I'm left speechless by the collosal strength of this argument



Anyway, mid-end skylake owners would get quite a bit of value by upgrading to 8700K.

More than the question of "would anyone actually upgrade ?" , there's the fact that w/ Cofee the socket change was uncalled for and artificial. Intel could have decided to help the consumers , but actively went against them instead (I guess mb vendors stand to benefit)
 
The fact that some reactions/statements are repeated regularly does not make them wrong, I'm sorry. Or right. So it's irelevant wether I'm playing bingo or not.

Also I said that that Intel is moving against consumers. That doesn't mean consumers will stop buying Intel ( or that they'll start to..) . It's a strech (pointless, for now I'd say) to jump straight from a socket change to market share trends. Not sure why you did that
 
6-core Coffee Lake CPUs look interesting, but they still barely offer a 2x real-world performance gain -
It's actually faster than that, gaming and otherwise, 8700K is practically on the heels of Ryzen 7 1800X.

Although Intel took its sweet time in delivering the coup de grace, the i7-8700K dramatically puts the final nail in the coffin of 2011's Core i7-2600K. Clock for clock, the i7-8700K delivers 2.5 times the performance of Sandy Bridge's finest four-core avatar in our productivity index.
http://techreport.com/review/32642/intel-core-i7-8700k-cpu-reviewed/16
 
8700K is more interesting than Ryzen 7, but I'm still disappointed as it's roughly just a Skylake CPU with two more cores.
Intel CPUs have had the same IPC for three "generations" now.
 
It's actually faster than that, gaming and otherwise, 8700K is practically on the heels of Ryzen 7 1800X.
Clock for clock, the i7-8700K delivers 2.5 times the performance of Sandy Bridge's finest four-core avatar in our productivity index.
They assume i7-8700K is 2.5 times faster than i7-2600K, but that's just the bias of their weighting formula.

It's certainly not that faster "clock-for-clock", i.e. clocked on the same frequency - the last three major generations of Intel processors (i.e. Sandy/Ivy Bridge, Haswell/Broadwell, and Skylake/Kaby Lake/Coffee Lake) have very similar IPC , and real-world performance gains come from increased clocks and cache memory, made possible by process node improvements.

So performance gain can be roughly estimated using turbo clocks and number of cores: for Core i5-2500K and Core i7-8700K, that would be (4.3*6)/(3.3*4) = 1.9, or 90% faster - assuming workloads that scale very efficiently with many-cores, such as video encoding.
If you count in HyperThreading in Corei7, that could give you additional 20-30% over Core i5 in ideal conditions.

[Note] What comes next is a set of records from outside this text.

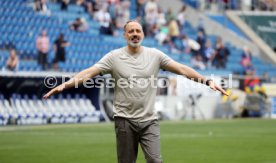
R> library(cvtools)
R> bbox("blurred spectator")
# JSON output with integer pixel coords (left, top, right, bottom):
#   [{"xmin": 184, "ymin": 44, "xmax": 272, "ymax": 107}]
[
  {"xmin": 145, "ymin": 7, "xmax": 159, "ymax": 36},
  {"xmin": 244, "ymin": 61, "xmax": 255, "ymax": 75},
  {"xmin": 168, "ymin": 18, "xmax": 180, "ymax": 51},
  {"xmin": 137, "ymin": 0, "xmax": 146, "ymax": 18},
  {"xmin": 95, "ymin": 5, "xmax": 113, "ymax": 35},
  {"xmin": 203, "ymin": 39, "xmax": 215, "ymax": 68},
  {"xmin": 196, "ymin": 30, "xmax": 206, "ymax": 58},
  {"xmin": 240, "ymin": 46, "xmax": 255, "ymax": 75},
  {"xmin": 156, "ymin": 7, "xmax": 166, "ymax": 28},
  {"xmin": 5, "ymin": 49, "xmax": 19, "ymax": 71},
  {"xmin": 251, "ymin": 0, "xmax": 258, "ymax": 10},
  {"xmin": 176, "ymin": 5, "xmax": 187, "ymax": 33},
  {"xmin": 53, "ymin": 34, "xmax": 70, "ymax": 71},
  {"xmin": 91, "ymin": 0, "xmax": 101, "ymax": 13},
  {"xmin": 230, "ymin": 0, "xmax": 239, "ymax": 10},
  {"xmin": 145, "ymin": 0, "xmax": 158, "ymax": 16},
  {"xmin": 153, "ymin": 8, "xmax": 166, "ymax": 43},
  {"xmin": 179, "ymin": 35, "xmax": 200, "ymax": 54},
  {"xmin": 211, "ymin": 37, "xmax": 230, "ymax": 69},
  {"xmin": 165, "ymin": 8, "xmax": 174, "ymax": 22},
  {"xmin": 179, "ymin": 35, "xmax": 202, "ymax": 69},
  {"xmin": 240, "ymin": 46, "xmax": 252, "ymax": 66},
  {"xmin": 36, "ymin": 30, "xmax": 50, "ymax": 70},
  {"xmin": 197, "ymin": 16, "xmax": 206, "ymax": 35},
  {"xmin": 75, "ymin": 0, "xmax": 85, "ymax": 6},
  {"xmin": 144, "ymin": 0, "xmax": 159, "ymax": 36},
  {"xmin": 60, "ymin": 0, "xmax": 69, "ymax": 10},
  {"xmin": 116, "ymin": 1, "xmax": 130, "ymax": 29},
  {"xmin": 70, "ymin": 18, "xmax": 89, "ymax": 32},
  {"xmin": 259, "ymin": 0, "xmax": 274, "ymax": 11},
  {"xmin": 108, "ymin": 0, "xmax": 119, "ymax": 27},
  {"xmin": 84, "ymin": 0, "xmax": 95, "ymax": 17},
  {"xmin": 34, "ymin": 0, "xmax": 51, "ymax": 16},
  {"xmin": 155, "ymin": 25, "xmax": 169, "ymax": 45},
  {"xmin": 243, "ymin": 72, "xmax": 260, "ymax": 92},
  {"xmin": 191, "ymin": 54, "xmax": 206, "ymax": 70}
]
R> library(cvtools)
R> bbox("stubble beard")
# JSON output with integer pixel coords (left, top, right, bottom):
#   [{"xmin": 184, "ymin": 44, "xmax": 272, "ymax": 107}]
[{"xmin": 128, "ymin": 40, "xmax": 142, "ymax": 48}]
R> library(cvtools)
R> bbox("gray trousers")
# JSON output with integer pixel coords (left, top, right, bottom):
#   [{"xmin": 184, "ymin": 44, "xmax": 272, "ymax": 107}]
[{"xmin": 114, "ymin": 117, "xmax": 162, "ymax": 163}]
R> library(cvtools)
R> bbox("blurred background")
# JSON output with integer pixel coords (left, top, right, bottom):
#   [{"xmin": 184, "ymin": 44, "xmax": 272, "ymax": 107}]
[
  {"xmin": 1, "ymin": 0, "xmax": 276, "ymax": 124},
  {"xmin": 0, "ymin": 0, "xmax": 276, "ymax": 162}
]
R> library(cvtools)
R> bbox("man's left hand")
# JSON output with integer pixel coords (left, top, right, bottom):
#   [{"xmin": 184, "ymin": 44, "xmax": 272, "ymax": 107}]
[{"xmin": 208, "ymin": 80, "xmax": 229, "ymax": 96}]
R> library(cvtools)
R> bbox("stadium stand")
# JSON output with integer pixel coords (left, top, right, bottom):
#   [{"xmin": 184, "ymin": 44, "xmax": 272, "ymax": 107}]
[
  {"xmin": 1, "ymin": 0, "xmax": 276, "ymax": 125},
  {"xmin": 0, "ymin": 93, "xmax": 101, "ymax": 125}
]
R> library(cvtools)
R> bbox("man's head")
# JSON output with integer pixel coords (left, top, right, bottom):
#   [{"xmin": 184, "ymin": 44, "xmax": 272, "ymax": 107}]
[{"xmin": 124, "ymin": 20, "xmax": 144, "ymax": 48}]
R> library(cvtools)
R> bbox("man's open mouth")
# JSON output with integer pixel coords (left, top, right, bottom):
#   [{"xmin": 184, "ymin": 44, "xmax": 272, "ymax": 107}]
[{"xmin": 131, "ymin": 36, "xmax": 140, "ymax": 43}]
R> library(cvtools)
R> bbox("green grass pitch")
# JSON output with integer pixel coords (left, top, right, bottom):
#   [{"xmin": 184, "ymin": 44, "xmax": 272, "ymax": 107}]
[{"xmin": 0, "ymin": 119, "xmax": 276, "ymax": 163}]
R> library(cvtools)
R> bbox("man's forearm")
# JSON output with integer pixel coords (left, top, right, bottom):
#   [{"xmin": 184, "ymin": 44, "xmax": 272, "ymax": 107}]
[
  {"xmin": 61, "ymin": 66, "xmax": 101, "ymax": 90},
  {"xmin": 179, "ymin": 65, "xmax": 207, "ymax": 84}
]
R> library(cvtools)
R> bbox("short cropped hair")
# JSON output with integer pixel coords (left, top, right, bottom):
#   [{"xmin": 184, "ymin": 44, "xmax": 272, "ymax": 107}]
[{"xmin": 123, "ymin": 20, "xmax": 141, "ymax": 32}]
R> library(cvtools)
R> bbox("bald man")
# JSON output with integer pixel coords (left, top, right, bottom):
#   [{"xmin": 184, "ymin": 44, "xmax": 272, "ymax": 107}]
[{"xmin": 44, "ymin": 20, "xmax": 228, "ymax": 163}]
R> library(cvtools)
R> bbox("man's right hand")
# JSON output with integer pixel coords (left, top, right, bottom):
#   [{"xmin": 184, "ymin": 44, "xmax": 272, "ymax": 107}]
[{"xmin": 43, "ymin": 84, "xmax": 65, "ymax": 99}]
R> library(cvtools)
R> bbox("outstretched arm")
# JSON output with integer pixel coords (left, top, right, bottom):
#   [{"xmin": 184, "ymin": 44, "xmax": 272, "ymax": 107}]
[
  {"xmin": 164, "ymin": 61, "xmax": 229, "ymax": 96},
  {"xmin": 43, "ymin": 66, "xmax": 101, "ymax": 99}
]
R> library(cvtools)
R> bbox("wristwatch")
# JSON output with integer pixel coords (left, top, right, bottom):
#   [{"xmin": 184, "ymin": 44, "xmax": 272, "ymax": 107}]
[{"xmin": 205, "ymin": 79, "xmax": 213, "ymax": 86}]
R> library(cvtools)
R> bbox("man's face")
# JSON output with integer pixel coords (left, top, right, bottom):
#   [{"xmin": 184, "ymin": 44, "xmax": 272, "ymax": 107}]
[{"xmin": 124, "ymin": 22, "xmax": 144, "ymax": 48}]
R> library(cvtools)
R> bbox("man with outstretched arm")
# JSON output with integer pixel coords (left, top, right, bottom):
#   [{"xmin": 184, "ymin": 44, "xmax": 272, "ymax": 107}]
[{"xmin": 43, "ymin": 20, "xmax": 228, "ymax": 163}]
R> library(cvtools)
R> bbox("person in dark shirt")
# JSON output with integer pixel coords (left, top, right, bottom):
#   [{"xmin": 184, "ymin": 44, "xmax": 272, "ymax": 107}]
[
  {"xmin": 53, "ymin": 34, "xmax": 70, "ymax": 70},
  {"xmin": 212, "ymin": 37, "xmax": 230, "ymax": 69}
]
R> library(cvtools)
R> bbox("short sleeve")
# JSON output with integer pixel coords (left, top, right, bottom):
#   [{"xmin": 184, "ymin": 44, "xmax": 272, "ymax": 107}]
[
  {"xmin": 94, "ymin": 52, "xmax": 114, "ymax": 74},
  {"xmin": 153, "ymin": 48, "xmax": 173, "ymax": 69}
]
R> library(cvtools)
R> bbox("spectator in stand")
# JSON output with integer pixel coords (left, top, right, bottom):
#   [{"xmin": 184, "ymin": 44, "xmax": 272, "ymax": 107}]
[
  {"xmin": 108, "ymin": 0, "xmax": 119, "ymax": 29},
  {"xmin": 165, "ymin": 8, "xmax": 174, "ymax": 23},
  {"xmin": 145, "ymin": 0, "xmax": 158, "ymax": 16},
  {"xmin": 95, "ymin": 4, "xmax": 113, "ymax": 35},
  {"xmin": 5, "ymin": 49, "xmax": 19, "ymax": 71},
  {"xmin": 84, "ymin": 0, "xmax": 95, "ymax": 17},
  {"xmin": 168, "ymin": 18, "xmax": 180, "ymax": 52},
  {"xmin": 156, "ymin": 7, "xmax": 166, "ymax": 28},
  {"xmin": 34, "ymin": 0, "xmax": 51, "ymax": 16},
  {"xmin": 144, "ymin": 10, "xmax": 158, "ymax": 37},
  {"xmin": 197, "ymin": 16, "xmax": 206, "ymax": 35},
  {"xmin": 203, "ymin": 39, "xmax": 215, "ymax": 68},
  {"xmin": 136, "ymin": 0, "xmax": 146, "ymax": 18},
  {"xmin": 60, "ymin": 0, "xmax": 69, "ymax": 11},
  {"xmin": 240, "ymin": 46, "xmax": 255, "ymax": 75},
  {"xmin": 36, "ymin": 30, "xmax": 50, "ymax": 70},
  {"xmin": 70, "ymin": 17, "xmax": 89, "ymax": 32},
  {"xmin": 76, "ymin": 0, "xmax": 97, "ymax": 16},
  {"xmin": 75, "ymin": 0, "xmax": 85, "ymax": 6},
  {"xmin": 191, "ymin": 53, "xmax": 206, "ymax": 70},
  {"xmin": 180, "ymin": 34, "xmax": 201, "ymax": 58},
  {"xmin": 259, "ymin": 0, "xmax": 274, "ymax": 11},
  {"xmin": 155, "ymin": 24, "xmax": 169, "ymax": 45},
  {"xmin": 116, "ymin": 1, "xmax": 130, "ymax": 29},
  {"xmin": 144, "ymin": 0, "xmax": 159, "ymax": 37},
  {"xmin": 176, "ymin": 5, "xmax": 187, "ymax": 34},
  {"xmin": 153, "ymin": 7, "xmax": 166, "ymax": 44},
  {"xmin": 211, "ymin": 36, "xmax": 230, "ymax": 69},
  {"xmin": 91, "ymin": 0, "xmax": 101, "ymax": 13},
  {"xmin": 53, "ymin": 34, "xmax": 70, "ymax": 71},
  {"xmin": 241, "ymin": 46, "xmax": 252, "ymax": 66},
  {"xmin": 196, "ymin": 30, "xmax": 206, "ymax": 58}
]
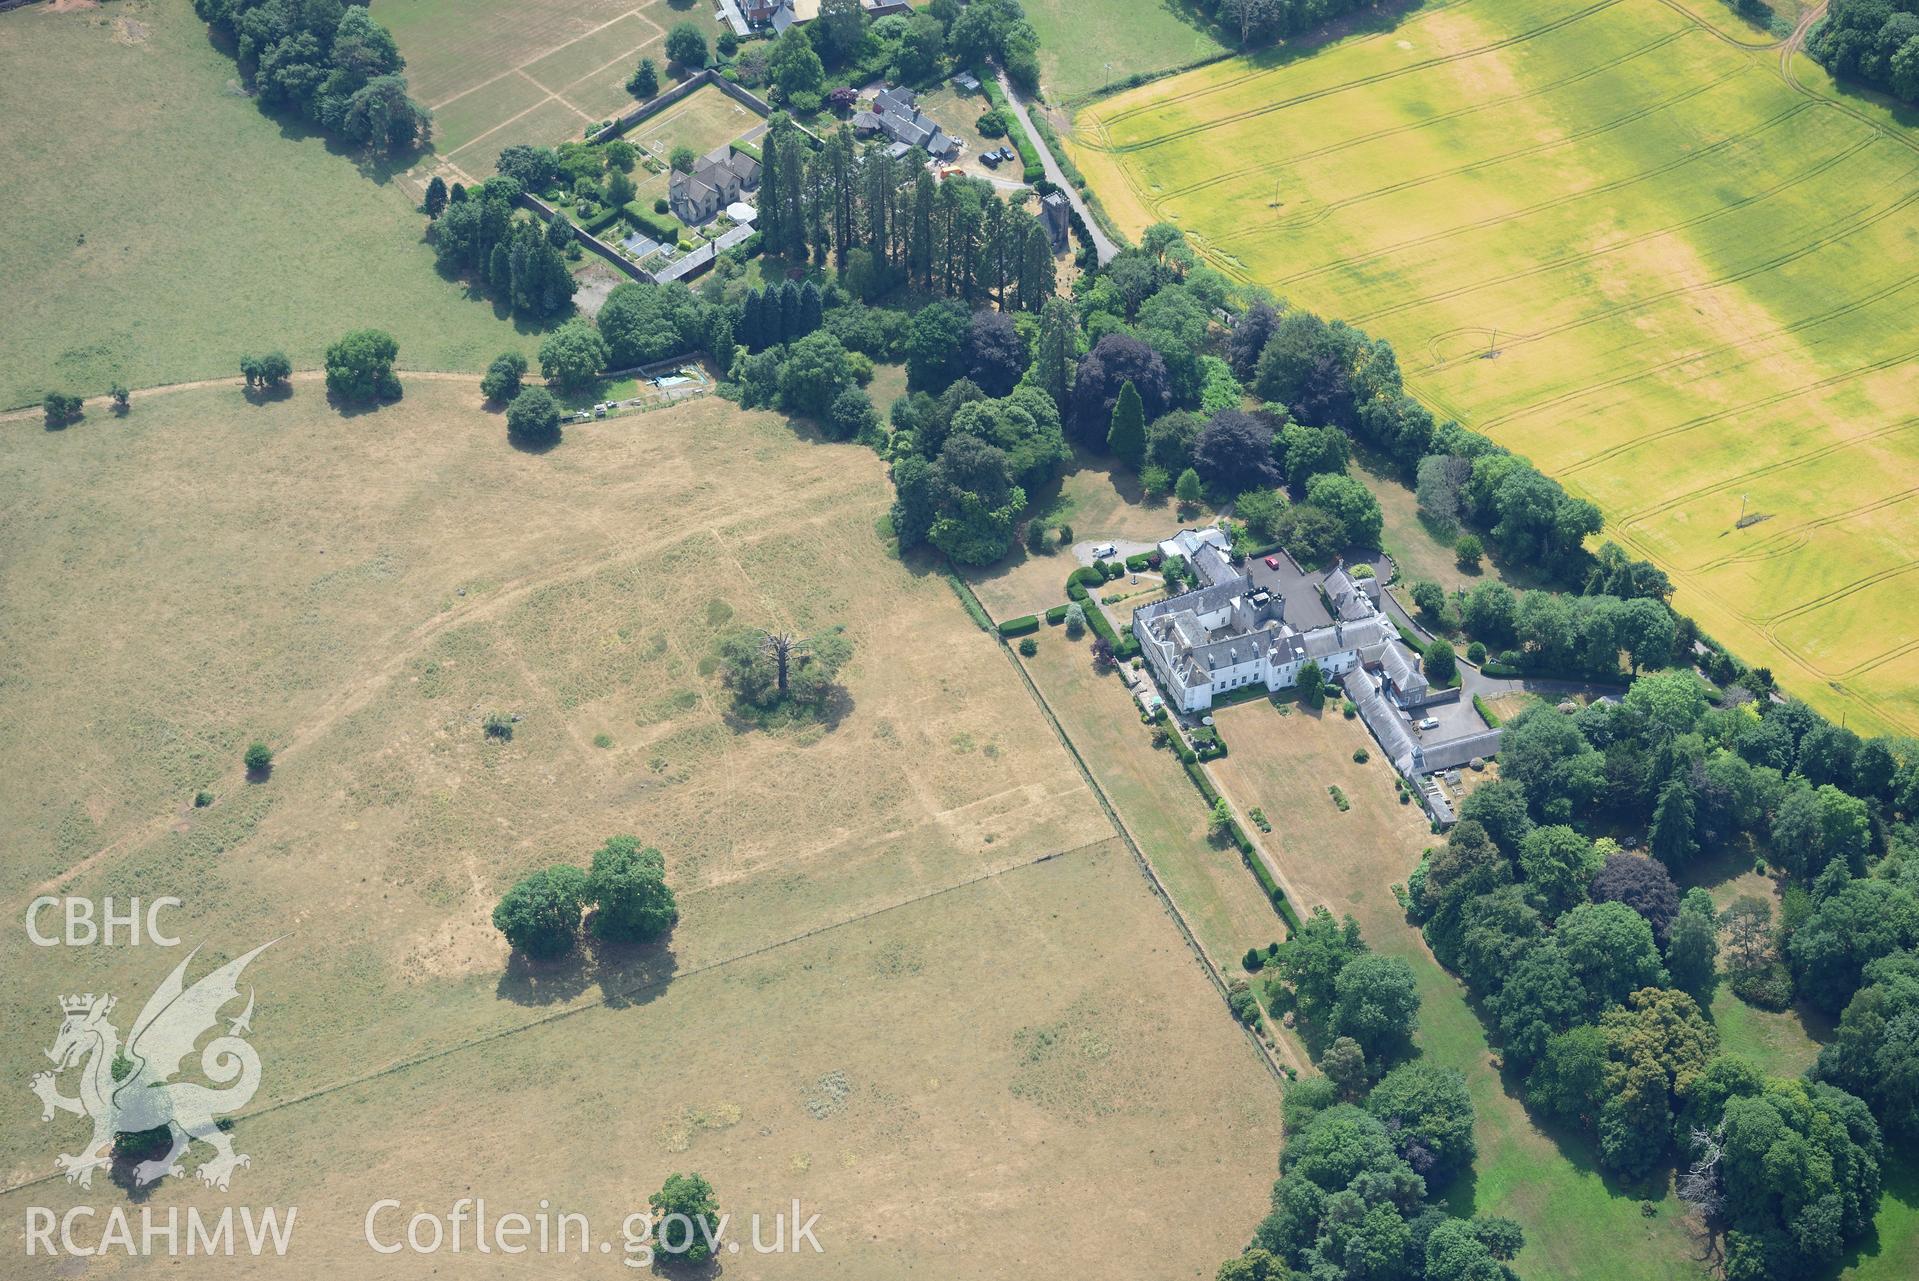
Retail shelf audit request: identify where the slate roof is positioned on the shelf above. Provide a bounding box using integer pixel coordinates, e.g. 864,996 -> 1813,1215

So in the end, 8700K would be about 2x (or 100%) faster, but not by a wide margin, in many-core workloads. For single-threaded workloads, it should be about 30% faster (4.7/3.7=1.3).
 
It's a strech (pointless, for now I'd say) to jump straight from a socket change to market share trends. Not sure why you did that.... I said that that Intel is moving against consumers
Because you are overlooking who are really Intel's customers.
Processor sockets do not exist to provide an easy upgrade path for the end-user - though it could be advertised as such for the enthusiasts. It's rather for the convenience of desktop PC builders, to give them flexibility with custom-built configurations and support/repairs.
They don't really care for cross-compatibilty between CPU generations, as they can order any part through the OEM channels.

The fact that some reactions/statements are repeated regularly does not make them wrong, I'm sorry.
It's not the quantity of these statements, it's their quality.
 
Because you are overlooking who are really Intel's customers.
Processor sockets do not exist to provide an easy upgrade path for the end-user - though it could be advertised as such for the enthusiasts. It's rather for the convenience of desktop PC builders, to give them flexibility with custom-built configurations and support/repairs.
They don't really care for cross-compatibilty between CPU generations, as they can order any part through the OEM channels..

Okay, (in an attempt) to remove all ambiguity , by customer/consumer I meant end users. So you now say Intel doesn't care about end users, with regards to sockets at least. We're in agreement then; in this instance at least Intel behaved as if it would not care.

It's not the quantity of these statements, it's their quality.

Then the quality was just dismissed by you considering them similar to that bingo thinggie, not addressed.